Substitution on string in perl changes string to an integer value

Question

I am trying to do delete some characters matching a regex in perl and when I do that it returns an integer value.

I have tried substituting multiple spaces in a string with empty string or basically deleting the space.

#! /usr/intel/bin/perl

my $line = "foo/\\bar car"; 
print "$line\n";
#$line = ~s/(\\|(\s)+)+//; <--Ultimately need this, where backslash and space needs to be deleted. Tried this, returns integer value
$line = ~s/\s+//; <-- tried this, returns integer value
print "$line\n"; 

Expected results:
First print: foo/\bar car
Second print: foo/barcar

Actual result:
First print: foo/\\bar car
Second print: 18913234908

Answer 1

You've already accepted an answer, but I thought it would be useful to give you a few more details.

As you now know,

$line = ~s/\s+//;

is completely different to:

$line =~ s/\s+//;

You wanted the second, but you typed the first. So what did you end up with?

~ is "bitwise negation operator". That is, it converts its argument to a binary number and then bit-flips that number - all the zeroes become ones and all the ones become zeros.

So you're asking for the bitwise negation of s/\s+//. Which means the bitwise negation works on the value returned by s/\s+//. And the value returned by a substitution is the number of substitutions made.

We can now work out all of the details.

• s/\s+// carries out your substitution and returns the number of substitutions made (an integer).
• ~s/\s+// returns the bitwise negation of the integer returned by the substitution (which is also an integer).
• $line = ~s/\s+// takes that second integer and assigns it to the variable $line.

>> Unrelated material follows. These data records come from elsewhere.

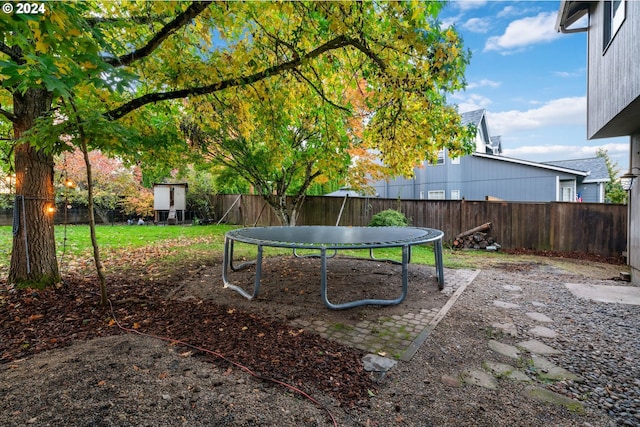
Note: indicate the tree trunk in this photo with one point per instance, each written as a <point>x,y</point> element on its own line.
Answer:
<point>33,258</point>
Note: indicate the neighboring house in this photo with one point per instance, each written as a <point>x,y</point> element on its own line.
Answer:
<point>487,174</point>
<point>613,87</point>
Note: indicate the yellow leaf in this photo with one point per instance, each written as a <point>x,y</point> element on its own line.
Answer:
<point>41,46</point>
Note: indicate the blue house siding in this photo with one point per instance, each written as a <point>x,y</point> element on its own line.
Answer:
<point>477,177</point>
<point>487,173</point>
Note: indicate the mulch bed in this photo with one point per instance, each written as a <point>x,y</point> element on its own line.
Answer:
<point>35,321</point>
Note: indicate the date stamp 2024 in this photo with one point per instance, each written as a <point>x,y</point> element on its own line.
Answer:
<point>32,8</point>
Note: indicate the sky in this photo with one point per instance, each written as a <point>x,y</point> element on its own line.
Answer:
<point>530,79</point>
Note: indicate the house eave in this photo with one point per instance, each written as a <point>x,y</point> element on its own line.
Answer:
<point>570,12</point>
<point>533,164</point>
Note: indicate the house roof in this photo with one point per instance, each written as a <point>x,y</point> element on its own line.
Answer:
<point>534,164</point>
<point>570,12</point>
<point>596,166</point>
<point>472,117</point>
<point>344,192</point>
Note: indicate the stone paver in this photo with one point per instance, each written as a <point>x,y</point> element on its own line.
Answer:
<point>504,349</point>
<point>544,332</point>
<point>504,304</point>
<point>537,347</point>
<point>502,370</point>
<point>480,378</point>
<point>507,328</point>
<point>539,317</point>
<point>547,370</point>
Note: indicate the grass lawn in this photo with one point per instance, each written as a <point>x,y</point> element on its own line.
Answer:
<point>167,245</point>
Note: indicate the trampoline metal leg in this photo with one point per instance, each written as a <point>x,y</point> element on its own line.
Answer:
<point>227,263</point>
<point>350,304</point>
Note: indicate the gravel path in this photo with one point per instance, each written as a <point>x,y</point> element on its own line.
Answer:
<point>129,380</point>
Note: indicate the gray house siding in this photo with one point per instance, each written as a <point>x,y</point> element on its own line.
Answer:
<point>476,178</point>
<point>613,93</point>
<point>613,105</point>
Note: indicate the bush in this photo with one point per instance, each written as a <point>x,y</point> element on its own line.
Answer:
<point>389,218</point>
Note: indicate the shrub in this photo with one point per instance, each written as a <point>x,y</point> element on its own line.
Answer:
<point>389,218</point>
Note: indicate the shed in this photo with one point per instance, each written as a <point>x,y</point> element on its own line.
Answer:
<point>169,202</point>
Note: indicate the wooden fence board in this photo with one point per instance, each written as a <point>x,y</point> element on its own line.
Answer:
<point>565,227</point>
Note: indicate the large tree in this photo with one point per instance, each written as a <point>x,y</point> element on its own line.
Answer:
<point>277,135</point>
<point>122,61</point>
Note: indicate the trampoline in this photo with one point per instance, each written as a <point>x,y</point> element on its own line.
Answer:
<point>328,240</point>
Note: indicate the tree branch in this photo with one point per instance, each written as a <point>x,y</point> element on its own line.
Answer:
<point>180,21</point>
<point>134,104</point>
<point>9,115</point>
<point>320,91</point>
<point>14,53</point>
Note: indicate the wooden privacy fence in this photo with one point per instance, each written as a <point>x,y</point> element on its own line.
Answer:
<point>595,228</point>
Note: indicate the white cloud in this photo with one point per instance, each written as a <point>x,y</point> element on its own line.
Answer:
<point>525,32</point>
<point>483,83</point>
<point>557,112</point>
<point>465,5</point>
<point>563,152</point>
<point>477,25</point>
<point>470,102</point>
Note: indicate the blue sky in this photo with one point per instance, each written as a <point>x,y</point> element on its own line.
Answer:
<point>529,78</point>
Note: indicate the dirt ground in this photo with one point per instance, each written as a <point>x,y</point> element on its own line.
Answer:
<point>183,350</point>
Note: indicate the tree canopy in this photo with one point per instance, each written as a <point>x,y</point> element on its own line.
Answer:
<point>117,73</point>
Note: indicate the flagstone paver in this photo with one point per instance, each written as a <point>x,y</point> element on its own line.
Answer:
<point>537,347</point>
<point>544,332</point>
<point>504,304</point>
<point>539,317</point>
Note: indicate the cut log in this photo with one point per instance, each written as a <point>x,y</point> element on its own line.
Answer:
<point>483,227</point>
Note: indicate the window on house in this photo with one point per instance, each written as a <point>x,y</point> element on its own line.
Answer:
<point>567,194</point>
<point>614,14</point>
<point>436,195</point>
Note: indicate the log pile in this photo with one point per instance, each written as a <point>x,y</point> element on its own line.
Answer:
<point>476,238</point>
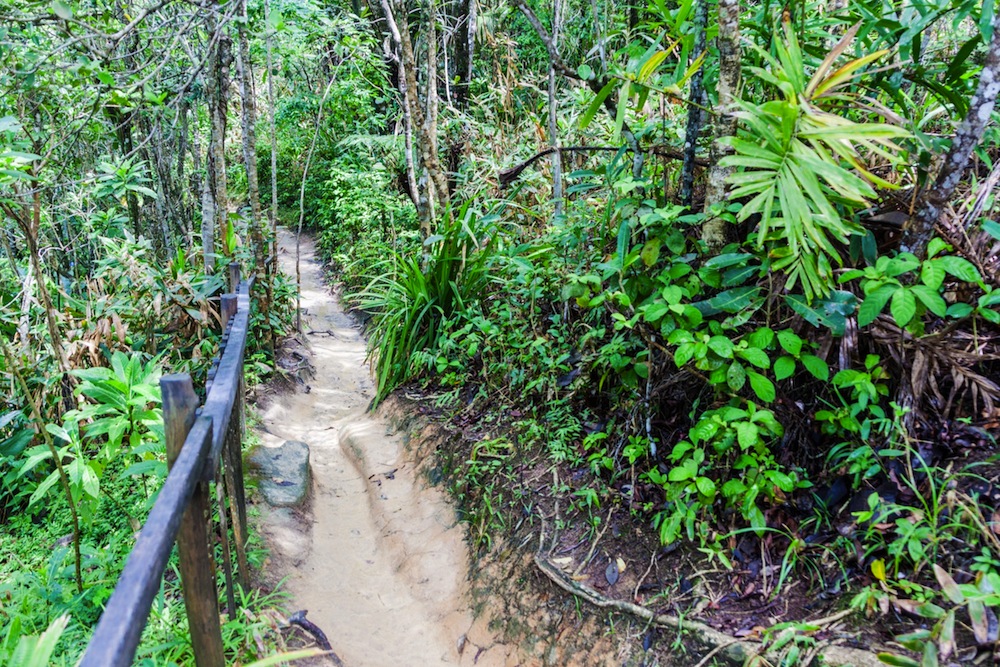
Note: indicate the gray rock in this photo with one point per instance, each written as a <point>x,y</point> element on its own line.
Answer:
<point>283,473</point>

Probably, the first step returns 1 (you don't use /g on your s/.../.../, so only one substitution will be made). It's easy enough to get the bitwise negation of 1.

$ perl -E'say ~1'
18446744073709551614

So that might well be the integer that you're seeing (although it might be different on a 32-bit system).

Answer 2

The proper solution is

$line =~ s/[\s\\]+//g;

Note:

• g flag to substitute all occurrences
• no space between = and ~

=~ is a single operator, binding the substitution operator s to the target variable $line.

Inserting a space (as in your code) means s binds to the default target, $_, because there is no explicit target, and then the return value (which is the number of substitutions made) has all its bits inverted (unary ~ is bitwise complement) and is assigned to $line.

In other words,

$line = ~ s/...//

parses as

$line = ~(s/...//)

which is equivalent to

$line = ~($_ =~ s/...//)

If you had enabled use warnings, you would've gotten the following message:

Use of uninitialized value $_ in substitution (s///) at prog.pl line 6.